Anyone have any ideas on unloading it off a truck with a forklift since it won't be on a pallet (top heavy, I know)
I've seen pictures of backing the ram up, putting wood on forklift forks and lifting the mill by both sides of the ram, but it seems like its center of gravity would be farther forward than that and would make that really dicey


----------



## JimDawson

Here is a couple of different ways that I do it.

Wood on the forks method,  I have moved a lot of mills this way.  I normally use a 2x4 under the back, and 4x4 under the front.  This helps compensate for the front heavy condition.  This particular mill is about 3500#, your BP is about 2500#  8500# reach fork lift




Lifting straps under the ram.  Doubled up cardboard under the ram to protect the straps.  Also a 2x4 under the ram on the front strap to adjust the length to balance the load.  These are 6000# straps, 12,000# in this configuration.  5000# forklift.





A drop deck trailer makes for easy unloading.  We just pulled it off the trailer with a come-a-long.


----------



## Metal

Unloaded and ready to be disassembled!

Looks like the easiest way of doing it due to the power feed is removing the table at the y axis saddle, going to give disassembly and move a shot on saturday!


2 questions!:

1. how paranoid should I be about snapping off any of these levers on the J head when removing it? it realy doesn't seem like there's a good way of supporting the front of it when removing it (with straps)

2. how do I not kill myself while removing the knee, I'm guessing once the saddle is off I wrap straps aroundeither side and "hope" to balance it that way?, the curved surface with no good way of gripping it is a head scratcher.


----------



## JimDawson

What lifting equipment do you have available?  I have normally disassembled/assembled the head in place.  The last thing you do is remove the tilt bolts and pull the rest of the head, it's about 50# without the quill.  If you have overhead lifting equipment, you could choker the head between the motor and the head to support it and then pull it off.

I would normally pull the table off, then the saddle.  The power feed is not too hard to remove.

I have never pulled the knee, but there is some space between the knee and the column, you might be able to get a strap around it that way.  Maybe other can help out there.  I might be tempted to leave the saddle on and get straps around that to lift the assembly.


----------



## Metal

Where it is now we have a forklift, but where it is going I'll be using an engine hoist, I'm going to do some minor disassembly to check things out and grease, but first order of business is getting it out of the warehouse where I had it delivered, which means breaking it down into some of the larger components (really just the table and head I think should do it)


----------



## JimDawson

A fork lift makes life easy.  

The head breaks down into three major components; the motor and housing, the back gear assembly, and the actual head.  Each one can be manhandled into place for reassembly.  The reason I say this is getting the assembled head back in place with an engine hoist might be a problem if you don't have some way of increasing the lift height.

The table can be put back on by setting it on a table and adjusting the height with the knee, it just slides back into place.  One note:  Remove the gib before removing the table, and put the gib back in after the table is back in place.


----------



## Metal

I fully expect to take the head apart on my workbench and inspect/clean/lube it, there's just too much stuff going on inside of it to not give it a once over, Ive seen on youtube a guy made a spindle mount that attaches to the table, then he uses the table controls to remove/replace the head, which is pretty slick, which I may consider for putting it back together!


----------



## JimDawson

Metal said:


> Ive seen on youtube a guy made a spindle mount that attaches to the table



Now that's a cool idea that I never thought of!


----------



## Metal

give me a few i'll track it down!

here we go, pretty clever guy, its just a plate with a reinforced "collet" on it


----------



## sd624

Removing the knee is the easy part.
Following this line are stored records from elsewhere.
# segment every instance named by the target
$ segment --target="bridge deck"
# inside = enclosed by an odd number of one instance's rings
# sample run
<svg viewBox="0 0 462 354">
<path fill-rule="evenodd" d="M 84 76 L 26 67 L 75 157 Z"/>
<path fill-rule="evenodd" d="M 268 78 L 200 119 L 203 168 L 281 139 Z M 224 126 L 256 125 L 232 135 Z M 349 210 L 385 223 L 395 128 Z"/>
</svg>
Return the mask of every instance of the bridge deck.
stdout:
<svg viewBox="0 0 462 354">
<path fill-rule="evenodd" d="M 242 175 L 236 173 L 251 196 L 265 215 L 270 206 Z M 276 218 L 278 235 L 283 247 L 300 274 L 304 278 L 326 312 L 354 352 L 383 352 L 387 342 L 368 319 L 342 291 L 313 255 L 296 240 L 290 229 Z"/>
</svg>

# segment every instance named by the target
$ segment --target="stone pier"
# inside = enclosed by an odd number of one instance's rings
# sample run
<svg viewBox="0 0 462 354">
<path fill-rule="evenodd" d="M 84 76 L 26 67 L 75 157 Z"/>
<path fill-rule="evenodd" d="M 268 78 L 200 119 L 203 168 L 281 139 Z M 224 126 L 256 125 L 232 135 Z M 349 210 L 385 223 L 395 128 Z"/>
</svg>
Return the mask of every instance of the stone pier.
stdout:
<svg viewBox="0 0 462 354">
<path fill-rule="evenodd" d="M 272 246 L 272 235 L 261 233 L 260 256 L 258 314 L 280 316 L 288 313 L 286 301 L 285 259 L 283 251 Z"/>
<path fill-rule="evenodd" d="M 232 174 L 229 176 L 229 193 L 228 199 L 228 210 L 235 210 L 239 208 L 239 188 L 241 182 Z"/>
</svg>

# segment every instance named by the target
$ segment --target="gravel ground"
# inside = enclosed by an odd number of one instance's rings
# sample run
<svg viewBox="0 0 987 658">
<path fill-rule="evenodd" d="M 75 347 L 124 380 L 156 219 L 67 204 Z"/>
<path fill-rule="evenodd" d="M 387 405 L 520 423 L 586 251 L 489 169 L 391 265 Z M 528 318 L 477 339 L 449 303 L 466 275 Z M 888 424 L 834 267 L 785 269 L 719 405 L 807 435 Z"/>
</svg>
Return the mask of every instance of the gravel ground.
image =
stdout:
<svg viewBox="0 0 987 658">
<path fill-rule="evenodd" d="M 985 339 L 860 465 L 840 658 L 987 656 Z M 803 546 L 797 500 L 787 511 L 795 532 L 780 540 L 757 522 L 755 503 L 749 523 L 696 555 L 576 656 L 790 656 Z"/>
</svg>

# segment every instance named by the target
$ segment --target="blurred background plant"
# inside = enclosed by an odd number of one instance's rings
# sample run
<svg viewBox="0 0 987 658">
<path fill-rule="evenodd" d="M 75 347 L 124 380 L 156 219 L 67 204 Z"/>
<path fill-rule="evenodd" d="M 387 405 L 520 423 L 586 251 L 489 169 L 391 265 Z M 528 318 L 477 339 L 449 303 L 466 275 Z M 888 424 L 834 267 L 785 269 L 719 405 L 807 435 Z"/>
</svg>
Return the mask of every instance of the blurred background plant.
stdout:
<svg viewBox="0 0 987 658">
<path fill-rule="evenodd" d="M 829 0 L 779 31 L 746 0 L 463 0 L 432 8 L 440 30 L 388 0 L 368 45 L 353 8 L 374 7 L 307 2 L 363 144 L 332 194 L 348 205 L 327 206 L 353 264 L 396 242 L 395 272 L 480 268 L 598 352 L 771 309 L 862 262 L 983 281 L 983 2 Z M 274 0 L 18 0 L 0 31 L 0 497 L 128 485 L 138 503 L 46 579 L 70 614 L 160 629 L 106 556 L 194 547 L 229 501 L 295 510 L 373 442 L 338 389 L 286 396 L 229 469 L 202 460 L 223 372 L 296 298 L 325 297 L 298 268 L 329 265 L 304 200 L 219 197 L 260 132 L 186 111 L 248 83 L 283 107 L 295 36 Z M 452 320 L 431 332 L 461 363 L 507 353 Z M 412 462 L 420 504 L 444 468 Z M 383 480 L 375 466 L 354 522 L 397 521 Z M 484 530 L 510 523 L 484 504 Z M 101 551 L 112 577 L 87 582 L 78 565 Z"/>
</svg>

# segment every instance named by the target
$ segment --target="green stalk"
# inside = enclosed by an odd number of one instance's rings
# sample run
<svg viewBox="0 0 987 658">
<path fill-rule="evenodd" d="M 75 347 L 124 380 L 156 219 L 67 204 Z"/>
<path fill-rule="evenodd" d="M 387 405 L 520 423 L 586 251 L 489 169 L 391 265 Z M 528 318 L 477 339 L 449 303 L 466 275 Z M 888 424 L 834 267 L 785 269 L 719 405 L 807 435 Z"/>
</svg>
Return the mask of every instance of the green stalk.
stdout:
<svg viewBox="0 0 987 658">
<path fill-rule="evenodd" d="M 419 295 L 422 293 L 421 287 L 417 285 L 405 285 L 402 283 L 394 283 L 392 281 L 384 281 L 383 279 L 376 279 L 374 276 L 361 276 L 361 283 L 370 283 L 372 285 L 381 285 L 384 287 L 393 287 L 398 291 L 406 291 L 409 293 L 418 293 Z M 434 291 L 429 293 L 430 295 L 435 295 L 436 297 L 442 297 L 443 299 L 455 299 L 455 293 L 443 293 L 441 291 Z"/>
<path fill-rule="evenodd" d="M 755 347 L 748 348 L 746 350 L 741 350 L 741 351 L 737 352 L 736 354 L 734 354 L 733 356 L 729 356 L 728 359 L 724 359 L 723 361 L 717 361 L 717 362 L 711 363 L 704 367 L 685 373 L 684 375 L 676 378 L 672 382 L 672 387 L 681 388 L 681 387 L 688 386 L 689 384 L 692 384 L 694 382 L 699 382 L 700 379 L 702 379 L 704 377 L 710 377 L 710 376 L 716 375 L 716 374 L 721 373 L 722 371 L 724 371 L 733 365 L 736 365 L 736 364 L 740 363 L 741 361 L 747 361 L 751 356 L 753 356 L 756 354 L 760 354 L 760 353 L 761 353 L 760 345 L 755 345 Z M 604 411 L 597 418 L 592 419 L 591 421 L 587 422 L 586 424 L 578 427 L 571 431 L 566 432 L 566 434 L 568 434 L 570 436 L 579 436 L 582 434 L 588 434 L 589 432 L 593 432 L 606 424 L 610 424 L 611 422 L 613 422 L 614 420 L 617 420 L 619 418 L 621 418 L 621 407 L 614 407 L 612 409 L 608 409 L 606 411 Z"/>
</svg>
You put bar down in the center by the second rib. Use some c clamps to keep in in place. Put your lifting strap around the bar and lift knee off.


----------



## JimDawson

Metal said:


> give me a few i'll track it down!
> 
> here we go, pretty clever guy, its just a plate with a reinforced "collet" on it



That is very cool, I'm going to have to build one of those next time I need to pull a head.  Thanks for posting!


----------



## Metal

So! started disassembling and moving, everything is going well. and we're down to the ram and column!




Some questions
1: It appears this guy either used grease or the oil became black and thick, I was planning on pumping up a weed sprayer and spraying way oil through it to verify all the paths are clear, a lot of hand degreasing in my future.

2. I need the sizes of the threads of the zerk fittings, since its apart it'll be easier to 1 shot lube it now while I assemble it, anyone know?

3.  leadscrew nuts are actually... unbelievably cheap on ebay (~45 per axis, what? I was expecting hundreds)  is there a reason I shouldn't just replace these as I'm reassembling? I'm not sure how to measure wear on a the leadscrew, but it "looks" perfect.

4. as above, I'm not sure how to check if a gib is worn, they look fine to me, if caked with grease


----------



## brino

For any small oil channels I'd be tempted to use a solvent first to remove as much of the dry grease as possible. Once that washes thru, then start feed copious amounts of the recommended lubricant thru. It's easier on the gibs where you can scrape most of it off once they're out.

With solvents use appropriate protection; ventilation and eye-shield......it's amazing how much even a manual wire brush can throw at you. Also for flammable solvents be careful of any flame or spark (heaters, motors, a powered wire brush can also spark......)

-brino


----------



## Metal

Yeah, my previous mill (benchmaster) was in the same condition, but was only a 500 or so pound mill, so refurbing isn't super new to me, it'll be all wire brush and welders mask next weekend


----------



## Metal

One more: I'm poking around for a VFD, but am not really sure what I should be looking for feature wise.

Eventually the VFD will be controlled by mach3, right now being able to control it through the keypad extension (which ive seen on a few) would be ideal.  at the same time i'm running ~1hp, I may increase this, poking around I'm finding /serious/ deals on ebay, but figure there's a reason that these particular VFD's are so much cheaper.

Alternatively, ive googled around for just replacing the motor with a brushless DC motor, which seems perfectly doable and kills both birds with one stone since I'd get an oversized high power motor/and control in one go, but it doesn't seem many (any?) one has taken the leap on a mill this large.


----------



## Metal

cleaned up the saddle, and half of the knee!  I'm thinking of repainting, I really liked a yellow bridgeport I saw, but don't want to go through all the effort of stripping, sandblasting, and repainting, hrm.

A plain old ziptie made short work of the clogged grease fittings paths, then flossing them with paracord soaked in degreaser.


----------